I suspect that what you are calling "conventional" is actually due to observing the cognitive bias called "substitution" (of a solvable problem for an insoluble one). That is, the problem of "computing the date 1 timedelta year later" is substituted for the problem of "computing the calendar date 1 year later".
But that's inappropriate, because these are two different use cases. Calendar time is for coordination, such as birthday parties, and timedelta time is for process control, such as venting nuclear reactors. Of course timedelta can be considered as a calendar by assigning a place and an epoch, and it's convenient to assign one more or less consistent with the "consensus calendar" in some "reasonable" place. Eg, UTC as a calendar is approximately the calendar in London. But this is fundamentally arbitrary. Consider the events that define "Easter Sunday".
In this framework, I suppose one could characterize datetimes as allowing "simple calculations with time intervals suitable for people who don't hold meetings at 1:30am and who don't have birthdays or wedding anniversaries on Feb 29, and are not separated from important events by astronomical distances, nor likely to move at speeds greater than 0.01% of the speed of light before the event happens". Ie, almost all of us almost all of the time.
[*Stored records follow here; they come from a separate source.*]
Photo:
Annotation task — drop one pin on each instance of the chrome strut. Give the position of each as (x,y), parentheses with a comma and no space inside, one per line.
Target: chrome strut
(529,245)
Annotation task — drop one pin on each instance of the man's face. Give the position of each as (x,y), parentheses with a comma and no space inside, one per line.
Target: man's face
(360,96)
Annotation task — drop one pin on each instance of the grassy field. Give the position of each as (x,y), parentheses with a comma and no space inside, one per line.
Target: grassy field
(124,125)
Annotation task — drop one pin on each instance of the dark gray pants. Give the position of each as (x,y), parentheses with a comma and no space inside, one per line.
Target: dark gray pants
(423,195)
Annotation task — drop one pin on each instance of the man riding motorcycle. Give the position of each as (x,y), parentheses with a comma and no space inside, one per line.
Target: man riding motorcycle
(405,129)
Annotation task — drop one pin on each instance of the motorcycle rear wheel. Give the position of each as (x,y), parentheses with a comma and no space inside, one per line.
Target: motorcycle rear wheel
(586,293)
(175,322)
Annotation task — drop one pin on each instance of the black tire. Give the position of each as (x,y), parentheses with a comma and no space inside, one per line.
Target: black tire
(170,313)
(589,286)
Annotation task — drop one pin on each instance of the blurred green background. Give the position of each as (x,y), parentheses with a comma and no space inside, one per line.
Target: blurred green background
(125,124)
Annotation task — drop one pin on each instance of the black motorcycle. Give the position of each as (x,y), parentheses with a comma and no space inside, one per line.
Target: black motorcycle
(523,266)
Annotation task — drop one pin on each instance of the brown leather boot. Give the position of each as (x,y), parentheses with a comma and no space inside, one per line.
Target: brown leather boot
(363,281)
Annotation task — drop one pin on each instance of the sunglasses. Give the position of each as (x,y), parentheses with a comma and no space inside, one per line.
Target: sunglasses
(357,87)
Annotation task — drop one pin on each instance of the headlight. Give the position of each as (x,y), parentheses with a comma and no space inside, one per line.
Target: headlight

I'm completely satisfied by Tim's answers and think "almost all" is good enough for the stdlib for now. If a separate module that actually succeeds in eliminating the discrepancies between datetime and calendar time as required by "coordinating process control time" with human requirements for "simultaneous presence at meetings", I'd be for including that calendar module in the stdlib, and deprecating datetime. But *elimination* is a high bar, and I think the stdlib would have to be backward-compatible if it fails that criterion (probably by including both modules).